Pentagon Chief: U.S. Faces Pivotal Years in Countering China

SIMI VALLEY, Calif. (AP) – The U.S. is at a pivotal point with China and will need military strength to stem China’s growing influence, Defense Secretary Lloyd Austin said Saturday.
Austin’s speech at the Reagan National Defense Forum capped a week in which the Pentagon was squarely focused on China’s rise and what that might mean for America’s position in the world.
On Monday it released an annual China security report that warned Beijing would likely have 1,500 nuclear warheads by 2035, with no clarity on how China would seek to use them.
On Friday in a dramatic nighttime rollout, Austin was on hand as the public got its first glimpse of the military’s newest, highly classified nuclear stealth bomber, the B-21 Raider, which is being designed to best the quickly growing cyber, space and nuclear capabilities of Beijing.
China “is the only country with both the will and, increasingly, the power to reshape its region and the international order to suit its preferences,” Austin said Saturday. “So let me be clear: We will not let that happen.”
The Pentagon is also concerned about Russia and remains committed to arming Ukraine while avoiding escalating that conflict into a U.S. war with Moscow, he said at the forum, held at the Ronald Reagan Presidential Library.
“We will not be dragged into Putin’s war,” Austin said.
“These next few years will set the terms of our competition with the People’s Republic of China. They will shape the future of security in Europe,” Austin said.
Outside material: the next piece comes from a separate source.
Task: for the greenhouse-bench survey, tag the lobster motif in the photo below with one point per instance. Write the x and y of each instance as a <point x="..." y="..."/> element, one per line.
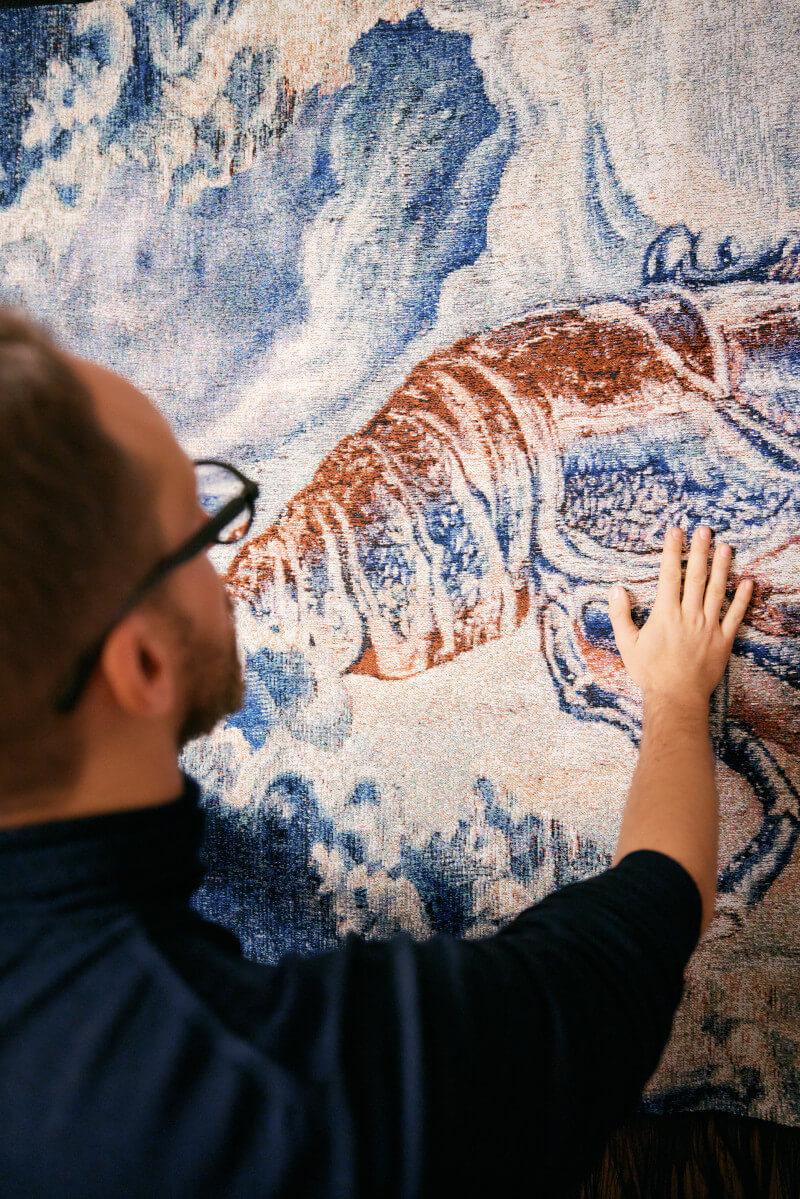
<point x="519" y="473"/>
To meet that rise, “we’re aligning our budget as never before to the China challenge,” Austin said. “In our imperfect world, deterrence does come through strength.”
The bomber is part of a major nuclear triad overhaul underway that the Congressional Budget Office has estimated will cost $1.2 trillion through 2046.
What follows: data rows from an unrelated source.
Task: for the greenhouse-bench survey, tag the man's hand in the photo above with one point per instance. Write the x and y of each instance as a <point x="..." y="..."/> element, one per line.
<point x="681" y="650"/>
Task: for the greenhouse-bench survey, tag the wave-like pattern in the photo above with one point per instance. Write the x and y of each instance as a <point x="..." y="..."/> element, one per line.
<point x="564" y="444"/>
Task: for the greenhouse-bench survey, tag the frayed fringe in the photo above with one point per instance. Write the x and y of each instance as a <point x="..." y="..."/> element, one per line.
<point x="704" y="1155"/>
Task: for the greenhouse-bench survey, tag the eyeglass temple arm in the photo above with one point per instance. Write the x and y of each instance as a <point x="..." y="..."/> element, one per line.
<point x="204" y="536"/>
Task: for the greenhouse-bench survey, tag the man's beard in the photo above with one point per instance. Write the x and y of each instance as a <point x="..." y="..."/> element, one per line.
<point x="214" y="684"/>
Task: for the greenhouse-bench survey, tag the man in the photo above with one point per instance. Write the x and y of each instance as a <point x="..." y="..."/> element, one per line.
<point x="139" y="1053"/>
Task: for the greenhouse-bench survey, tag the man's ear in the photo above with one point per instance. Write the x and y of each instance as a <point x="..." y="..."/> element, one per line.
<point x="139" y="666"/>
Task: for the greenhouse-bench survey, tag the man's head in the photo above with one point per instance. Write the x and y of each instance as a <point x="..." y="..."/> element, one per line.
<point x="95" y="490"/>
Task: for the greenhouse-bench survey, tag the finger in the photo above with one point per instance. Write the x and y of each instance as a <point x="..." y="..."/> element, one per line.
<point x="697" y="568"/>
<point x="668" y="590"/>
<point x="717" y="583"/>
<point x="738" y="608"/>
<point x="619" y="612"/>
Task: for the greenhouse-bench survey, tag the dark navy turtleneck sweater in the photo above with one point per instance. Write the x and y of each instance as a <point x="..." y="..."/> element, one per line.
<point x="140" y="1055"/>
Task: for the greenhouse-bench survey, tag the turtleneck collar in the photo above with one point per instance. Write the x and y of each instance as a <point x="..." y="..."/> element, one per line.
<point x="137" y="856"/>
It includes the Raider serving as the backbone of the future air leg of the triad, but it also requires modernizing the nation’s silo-launched nuclear intercontinental ballistic missiles and its nuclear submarine fleet.
The two western and eastern powerhouses currently disagree on just about every major issue, from human rights, Taiwan, the Ukraine war, North Korea, and the transfer of technology to the shape and naming of the map.
Former U.S. president Donald Trump called China the “biggest adversary” of the United States, and brought Washington and Beijing into a political war by imposing heavy tariffs on Chinese goods.